The hard drive was opened in Kroll Ontrack’s cleanroom laboratory. The failures were overcome and an image (a sector-by-sector copy of the drive) was taken. This image was analyzed in both our data recovery and forensic labs to determine whether the logical data had been damaged in any way.
In this case, all the data was recovered and provided to the authorities so they could further analyze and perform an investigation on the evidence from the original drive.
Following the due process
This is a typical example of where the data recovery and computer forensics worlds meet and work collaboratively. Techniques to retrieve data and overcome failures on damaged media were used while maintaining all the relevant protocols on how to handle media that contain evidence. The proper handling is as paramount as the physical recovery and investigation efforts, because media that has been handled inappropriately could jeopardize its evidentiary admissibility.

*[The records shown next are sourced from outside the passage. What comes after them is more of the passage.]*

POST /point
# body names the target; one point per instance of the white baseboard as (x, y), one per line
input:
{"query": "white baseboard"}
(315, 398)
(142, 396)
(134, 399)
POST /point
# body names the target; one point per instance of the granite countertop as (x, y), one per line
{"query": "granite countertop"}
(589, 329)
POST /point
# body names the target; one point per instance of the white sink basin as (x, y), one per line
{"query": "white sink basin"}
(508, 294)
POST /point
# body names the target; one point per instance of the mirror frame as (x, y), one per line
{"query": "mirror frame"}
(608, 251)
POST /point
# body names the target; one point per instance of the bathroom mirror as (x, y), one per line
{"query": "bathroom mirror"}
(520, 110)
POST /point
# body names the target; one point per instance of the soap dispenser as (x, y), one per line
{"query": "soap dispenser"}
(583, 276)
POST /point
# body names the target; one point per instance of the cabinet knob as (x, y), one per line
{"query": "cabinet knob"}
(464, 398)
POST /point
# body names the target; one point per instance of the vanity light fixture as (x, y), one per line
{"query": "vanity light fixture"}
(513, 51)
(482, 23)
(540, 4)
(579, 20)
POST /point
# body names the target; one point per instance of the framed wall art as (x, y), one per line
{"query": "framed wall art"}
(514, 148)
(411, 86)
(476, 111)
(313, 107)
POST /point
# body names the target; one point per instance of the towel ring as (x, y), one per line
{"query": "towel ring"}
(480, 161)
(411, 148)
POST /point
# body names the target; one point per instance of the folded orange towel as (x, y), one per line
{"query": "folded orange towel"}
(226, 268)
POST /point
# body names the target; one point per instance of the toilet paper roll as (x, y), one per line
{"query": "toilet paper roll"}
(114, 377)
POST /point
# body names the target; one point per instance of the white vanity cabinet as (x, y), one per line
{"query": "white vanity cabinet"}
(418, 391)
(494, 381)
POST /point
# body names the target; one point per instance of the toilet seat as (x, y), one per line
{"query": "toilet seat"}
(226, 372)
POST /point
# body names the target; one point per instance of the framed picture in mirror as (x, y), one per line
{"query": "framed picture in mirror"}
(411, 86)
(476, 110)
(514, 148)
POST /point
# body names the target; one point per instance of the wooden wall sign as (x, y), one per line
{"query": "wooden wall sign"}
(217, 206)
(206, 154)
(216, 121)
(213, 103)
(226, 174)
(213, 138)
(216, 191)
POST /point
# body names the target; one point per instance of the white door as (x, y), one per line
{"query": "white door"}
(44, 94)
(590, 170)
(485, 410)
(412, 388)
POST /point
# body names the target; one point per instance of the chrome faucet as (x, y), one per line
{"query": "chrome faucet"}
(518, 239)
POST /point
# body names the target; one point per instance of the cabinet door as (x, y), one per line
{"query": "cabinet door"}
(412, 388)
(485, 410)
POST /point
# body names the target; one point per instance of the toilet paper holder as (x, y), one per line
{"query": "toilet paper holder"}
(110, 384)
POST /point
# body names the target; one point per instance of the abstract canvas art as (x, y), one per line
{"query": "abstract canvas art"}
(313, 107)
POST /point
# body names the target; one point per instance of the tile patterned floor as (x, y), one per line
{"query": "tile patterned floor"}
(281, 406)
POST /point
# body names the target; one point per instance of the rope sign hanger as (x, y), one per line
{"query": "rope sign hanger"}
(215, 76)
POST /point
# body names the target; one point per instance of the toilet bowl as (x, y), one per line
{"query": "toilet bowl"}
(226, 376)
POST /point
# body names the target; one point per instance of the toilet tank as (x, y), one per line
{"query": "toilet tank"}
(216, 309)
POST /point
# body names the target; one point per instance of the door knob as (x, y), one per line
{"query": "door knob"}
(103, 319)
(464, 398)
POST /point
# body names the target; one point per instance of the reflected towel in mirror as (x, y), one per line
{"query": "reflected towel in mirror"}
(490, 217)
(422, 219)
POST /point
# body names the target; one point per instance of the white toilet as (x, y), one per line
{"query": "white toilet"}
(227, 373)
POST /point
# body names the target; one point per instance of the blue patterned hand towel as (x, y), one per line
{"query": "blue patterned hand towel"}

The generally accepted protocols used by Computer Forensics specialists in the UK are drawn out of the ACPO (The Association of Chief Police Officers) guidelines. The practice guidelines to computer-based evidence offers good and sound advice on how to handle media from the seizure, to the handling, copying, processing and final analysis.
One of these accepted guidelines is that data held on a computer should not be changed in any shape or form. Another of these is that proper documentation and a chain of custody needs to be in place. This documentation explains the procedures so that another expert would be able to reproduce the same results.
In any case, it’s vital that these guidelines and protocols are followed. It’s also crucial that the expert analyzing the media has the skills and experience required to handle and analyze electronic data storage devices.
Investigating a murder
Another case handled by Kroll Ontrack was for a foreign Magistrates Courts involving a hard drive that was used to record CCTV images. The footage captured possibly contained evidence of a murder being committed. Unfortunately for the local investigation team the drive was not operational and they called in our experts to assist.
The damaged drive was flown into London by personal escort and after a cursory examination the media seemed to suffer from electronics failure. Further examination revealed that the drive also suffered from media corruption damage. In these instances, the fault lies with the storage device, not a virus or the operating system. In many cases, not only is the data overwritten, but also low-level information that is critical to the basic operation of the hard drive.
Despite this level of corruption, Kroll Ontrack managed to copy 99% of the raw data. Unfortunately the data structures were affected which meant that in order to recover the files, they needed to be repaired. As it is often the case with CCTV systems, the operating system is of a proprietary nature. However, Kroll Ontrack was able to bypass the damaged structures and recover image files that could be used by the court.
In general, you get one shot at recovering data from damaged media, so it is paramount that the assistance of experts with the right level of skills, qualifications and experience are engaged from the very beginning. Sometimes risk just isn’t an option.